Measured weight is 712 grams, which is lighter than the specified weight of 750 grams. Size wise, the 29 x 2.2 Sport version of the Race King has the exact same dimensions as the other Race Kings. With a carcass width and height of 54 mm, this means this tire has a lot of air volume.

Rolling Resistance Test Results

Rolling Resistance Test Results (Speed: 29 kmh / 18 mph / 8 m/s, Load: 42.5 kg / 417 N)
Inner Tube Conti MTB 29 (225 gr butyl)
Rolling Resistance 55 psi / 3,8 Bar 22.4Watts
CRR: 0.00671
Rolling Resistance 45 psi / 3,1 Bar 23.0 Watts
CRR: 0.00689
Rolling Resistance 35 psi / 2,4 Bar 24.5 Watts
CRR: 0.00734
Rolling Resistance 25 psi / 1,7 Bar 27.0 Watts
CRR: 0.00809
Use the formula: RR (watts) = CRR * speed (m/s) * load (N) to calculate rolling resistance at a given speed and load

Considering it's low price, rolling resistance is quite good. Rolling resistance is only 0.1 to 0.7 watts higher than the slightly more expensive Race King Performance. It does outperform many much more expensive tires of other well-known brands like Maxxis, Kenda, and Vittoria.

Puncture Resistance Test Results

Puncture Resistance Test Result (higher is better)
Puncture Resistance Tread 6
Puncture Resistance Sidewall 4

While rolling resistance is good, it scores very low on the puncture resistance test. It doesn't seem like this tire has any added puncture resistance protection. This is something I've also noticed after testing the cheap Vittoria Zaffiro road bike tire.

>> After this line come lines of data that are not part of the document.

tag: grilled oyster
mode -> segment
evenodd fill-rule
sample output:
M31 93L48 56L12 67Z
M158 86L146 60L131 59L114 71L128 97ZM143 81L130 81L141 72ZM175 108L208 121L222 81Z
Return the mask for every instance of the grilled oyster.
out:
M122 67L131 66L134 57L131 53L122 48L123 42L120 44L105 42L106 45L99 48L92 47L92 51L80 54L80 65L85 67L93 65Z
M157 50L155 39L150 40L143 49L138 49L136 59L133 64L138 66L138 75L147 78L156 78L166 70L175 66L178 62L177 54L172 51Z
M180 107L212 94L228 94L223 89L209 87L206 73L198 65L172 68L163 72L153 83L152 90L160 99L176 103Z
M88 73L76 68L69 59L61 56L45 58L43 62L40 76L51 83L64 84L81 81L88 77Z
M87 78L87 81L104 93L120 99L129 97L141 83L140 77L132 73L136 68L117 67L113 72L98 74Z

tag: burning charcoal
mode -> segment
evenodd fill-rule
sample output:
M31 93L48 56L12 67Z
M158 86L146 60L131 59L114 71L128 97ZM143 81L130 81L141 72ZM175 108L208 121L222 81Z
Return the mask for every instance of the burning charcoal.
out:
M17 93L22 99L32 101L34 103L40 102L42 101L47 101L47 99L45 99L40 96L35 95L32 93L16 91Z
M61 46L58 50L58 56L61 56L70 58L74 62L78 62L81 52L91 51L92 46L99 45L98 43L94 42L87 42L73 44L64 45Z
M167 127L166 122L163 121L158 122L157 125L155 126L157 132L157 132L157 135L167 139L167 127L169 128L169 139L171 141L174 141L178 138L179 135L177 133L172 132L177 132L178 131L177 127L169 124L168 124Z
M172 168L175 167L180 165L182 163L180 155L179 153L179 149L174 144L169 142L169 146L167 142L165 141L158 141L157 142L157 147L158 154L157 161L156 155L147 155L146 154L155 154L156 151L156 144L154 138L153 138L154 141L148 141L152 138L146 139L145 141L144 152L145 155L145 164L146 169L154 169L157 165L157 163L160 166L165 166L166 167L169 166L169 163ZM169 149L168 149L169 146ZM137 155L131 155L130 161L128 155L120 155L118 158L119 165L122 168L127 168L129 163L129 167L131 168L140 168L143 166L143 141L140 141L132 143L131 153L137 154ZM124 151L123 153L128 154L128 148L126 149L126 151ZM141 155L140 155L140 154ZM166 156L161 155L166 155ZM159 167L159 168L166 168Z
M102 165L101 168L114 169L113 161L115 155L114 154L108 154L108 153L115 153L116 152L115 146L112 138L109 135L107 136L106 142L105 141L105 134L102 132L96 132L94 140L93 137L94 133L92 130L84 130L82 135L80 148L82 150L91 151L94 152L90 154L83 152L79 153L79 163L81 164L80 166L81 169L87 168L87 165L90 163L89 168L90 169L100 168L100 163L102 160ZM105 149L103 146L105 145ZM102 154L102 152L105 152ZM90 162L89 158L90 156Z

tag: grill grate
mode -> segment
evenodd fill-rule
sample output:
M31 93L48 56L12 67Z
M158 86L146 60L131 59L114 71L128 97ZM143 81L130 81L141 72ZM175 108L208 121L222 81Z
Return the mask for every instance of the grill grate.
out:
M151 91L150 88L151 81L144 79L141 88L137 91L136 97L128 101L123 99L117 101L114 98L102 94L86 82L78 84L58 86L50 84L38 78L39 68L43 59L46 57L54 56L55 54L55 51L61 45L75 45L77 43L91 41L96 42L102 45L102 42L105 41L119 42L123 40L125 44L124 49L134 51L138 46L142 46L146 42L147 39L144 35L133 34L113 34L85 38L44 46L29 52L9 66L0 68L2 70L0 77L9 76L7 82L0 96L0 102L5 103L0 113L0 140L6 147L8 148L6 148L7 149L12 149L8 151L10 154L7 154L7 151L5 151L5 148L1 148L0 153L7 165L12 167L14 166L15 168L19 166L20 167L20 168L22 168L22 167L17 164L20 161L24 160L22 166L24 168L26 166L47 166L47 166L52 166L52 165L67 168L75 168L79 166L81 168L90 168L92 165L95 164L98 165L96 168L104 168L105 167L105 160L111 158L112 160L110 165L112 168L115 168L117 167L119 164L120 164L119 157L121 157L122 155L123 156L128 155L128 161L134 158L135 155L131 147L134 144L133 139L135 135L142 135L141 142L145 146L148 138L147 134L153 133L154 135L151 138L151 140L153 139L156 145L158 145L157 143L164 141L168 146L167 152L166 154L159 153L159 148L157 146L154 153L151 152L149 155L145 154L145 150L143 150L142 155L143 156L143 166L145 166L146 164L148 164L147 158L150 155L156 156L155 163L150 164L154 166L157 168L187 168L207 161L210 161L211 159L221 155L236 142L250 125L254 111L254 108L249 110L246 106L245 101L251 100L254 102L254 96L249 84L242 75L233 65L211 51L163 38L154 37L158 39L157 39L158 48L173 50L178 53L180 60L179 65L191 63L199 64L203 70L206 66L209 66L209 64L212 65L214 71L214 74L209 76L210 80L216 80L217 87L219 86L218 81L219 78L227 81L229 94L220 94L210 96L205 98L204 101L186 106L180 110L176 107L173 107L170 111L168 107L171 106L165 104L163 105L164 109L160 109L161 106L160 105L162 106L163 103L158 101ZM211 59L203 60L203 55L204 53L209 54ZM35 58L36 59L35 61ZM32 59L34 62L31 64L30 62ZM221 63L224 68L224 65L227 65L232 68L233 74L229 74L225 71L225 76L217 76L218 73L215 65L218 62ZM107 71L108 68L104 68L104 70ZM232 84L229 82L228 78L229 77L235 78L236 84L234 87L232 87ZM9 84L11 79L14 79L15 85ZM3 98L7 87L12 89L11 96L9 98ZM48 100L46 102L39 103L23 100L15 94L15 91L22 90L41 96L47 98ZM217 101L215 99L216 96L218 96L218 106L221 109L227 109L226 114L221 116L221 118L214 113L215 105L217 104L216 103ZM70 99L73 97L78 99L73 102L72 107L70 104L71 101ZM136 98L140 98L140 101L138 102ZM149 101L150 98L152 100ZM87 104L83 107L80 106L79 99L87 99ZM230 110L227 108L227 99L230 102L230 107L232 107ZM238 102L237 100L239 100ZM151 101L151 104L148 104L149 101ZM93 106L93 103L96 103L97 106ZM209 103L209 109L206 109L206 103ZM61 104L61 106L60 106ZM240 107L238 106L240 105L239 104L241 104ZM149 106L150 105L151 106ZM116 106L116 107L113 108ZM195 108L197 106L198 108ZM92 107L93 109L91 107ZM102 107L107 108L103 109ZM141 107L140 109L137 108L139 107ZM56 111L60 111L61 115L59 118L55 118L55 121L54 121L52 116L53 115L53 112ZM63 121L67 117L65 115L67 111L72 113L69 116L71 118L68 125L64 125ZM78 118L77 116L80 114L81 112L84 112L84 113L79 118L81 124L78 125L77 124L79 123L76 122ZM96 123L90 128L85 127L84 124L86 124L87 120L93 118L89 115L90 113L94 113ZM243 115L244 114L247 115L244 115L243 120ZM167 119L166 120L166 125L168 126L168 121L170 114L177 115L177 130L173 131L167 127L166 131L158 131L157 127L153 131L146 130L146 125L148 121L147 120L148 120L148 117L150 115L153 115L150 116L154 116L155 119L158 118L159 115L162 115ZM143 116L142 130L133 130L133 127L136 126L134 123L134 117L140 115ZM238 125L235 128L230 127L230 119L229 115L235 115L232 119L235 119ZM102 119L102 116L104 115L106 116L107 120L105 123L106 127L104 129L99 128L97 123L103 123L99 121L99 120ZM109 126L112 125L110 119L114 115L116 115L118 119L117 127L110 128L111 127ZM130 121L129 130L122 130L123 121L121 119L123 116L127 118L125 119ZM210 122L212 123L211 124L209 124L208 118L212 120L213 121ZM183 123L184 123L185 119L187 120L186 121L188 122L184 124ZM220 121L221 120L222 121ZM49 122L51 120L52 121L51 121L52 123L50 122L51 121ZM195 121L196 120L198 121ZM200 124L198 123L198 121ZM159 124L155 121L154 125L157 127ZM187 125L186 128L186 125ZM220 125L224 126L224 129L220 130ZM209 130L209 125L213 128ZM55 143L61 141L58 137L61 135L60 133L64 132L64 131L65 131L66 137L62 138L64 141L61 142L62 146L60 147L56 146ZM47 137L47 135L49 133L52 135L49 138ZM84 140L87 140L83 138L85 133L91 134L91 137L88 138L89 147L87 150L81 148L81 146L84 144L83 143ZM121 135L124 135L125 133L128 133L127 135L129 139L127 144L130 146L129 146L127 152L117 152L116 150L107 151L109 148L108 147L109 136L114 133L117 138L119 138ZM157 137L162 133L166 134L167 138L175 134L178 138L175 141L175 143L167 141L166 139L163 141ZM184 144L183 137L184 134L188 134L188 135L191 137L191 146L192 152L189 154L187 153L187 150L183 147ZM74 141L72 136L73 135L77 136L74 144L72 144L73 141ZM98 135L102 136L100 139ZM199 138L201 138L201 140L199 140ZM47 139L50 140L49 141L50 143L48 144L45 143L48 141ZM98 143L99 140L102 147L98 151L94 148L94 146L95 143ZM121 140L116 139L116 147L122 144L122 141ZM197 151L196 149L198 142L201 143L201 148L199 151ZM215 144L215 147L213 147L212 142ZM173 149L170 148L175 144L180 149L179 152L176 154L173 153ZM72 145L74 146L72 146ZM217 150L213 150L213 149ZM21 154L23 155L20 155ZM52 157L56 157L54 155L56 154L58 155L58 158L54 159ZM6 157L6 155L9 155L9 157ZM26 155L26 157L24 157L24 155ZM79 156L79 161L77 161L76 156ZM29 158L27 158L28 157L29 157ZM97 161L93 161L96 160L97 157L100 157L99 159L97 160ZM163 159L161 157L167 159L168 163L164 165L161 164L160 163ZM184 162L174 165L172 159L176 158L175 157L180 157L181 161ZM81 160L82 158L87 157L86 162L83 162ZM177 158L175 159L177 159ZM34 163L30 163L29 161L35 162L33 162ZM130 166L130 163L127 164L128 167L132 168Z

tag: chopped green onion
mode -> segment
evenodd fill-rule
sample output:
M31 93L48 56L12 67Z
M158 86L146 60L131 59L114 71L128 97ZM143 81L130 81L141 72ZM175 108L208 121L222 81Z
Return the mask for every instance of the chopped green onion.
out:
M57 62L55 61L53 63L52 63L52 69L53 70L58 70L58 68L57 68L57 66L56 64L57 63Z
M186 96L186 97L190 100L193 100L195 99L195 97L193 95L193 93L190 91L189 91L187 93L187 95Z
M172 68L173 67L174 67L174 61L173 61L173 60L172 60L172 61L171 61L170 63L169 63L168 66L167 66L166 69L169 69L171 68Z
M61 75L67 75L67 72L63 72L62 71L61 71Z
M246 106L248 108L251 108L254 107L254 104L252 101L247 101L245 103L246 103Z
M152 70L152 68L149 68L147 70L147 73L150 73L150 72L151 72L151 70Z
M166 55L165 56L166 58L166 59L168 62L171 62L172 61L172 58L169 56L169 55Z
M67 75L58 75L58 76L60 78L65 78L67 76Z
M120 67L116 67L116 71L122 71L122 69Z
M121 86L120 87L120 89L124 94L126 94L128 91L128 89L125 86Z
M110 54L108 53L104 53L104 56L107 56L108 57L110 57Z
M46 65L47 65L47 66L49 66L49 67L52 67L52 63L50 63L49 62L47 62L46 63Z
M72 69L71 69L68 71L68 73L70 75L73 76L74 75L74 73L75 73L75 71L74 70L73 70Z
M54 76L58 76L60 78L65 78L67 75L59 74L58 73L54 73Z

Continental Race King Sport  mountain bike tire on a rolling resistance test machine

With the Race King Sport, Continental delivers a decent tire for its price. Rolling resistance is higher than the much more expensive Race King RaceSport and almost equal to the slightly more expensive Race King Performance. The puncture test is where it suffers from a score of only 6, which is lower than the very fast RaceSport (7) and much lower than the Performance line (11). This seems to be a trade-off that has to be made to fit the price-point.

While rolling resistance isn't that low, the cheapest Race King is still able to outperform much more expensive tires from Maxxis and Kenda in our test. When you don't want to spend a lot of money on tires, the Continental Race King Sport is an excellent choice.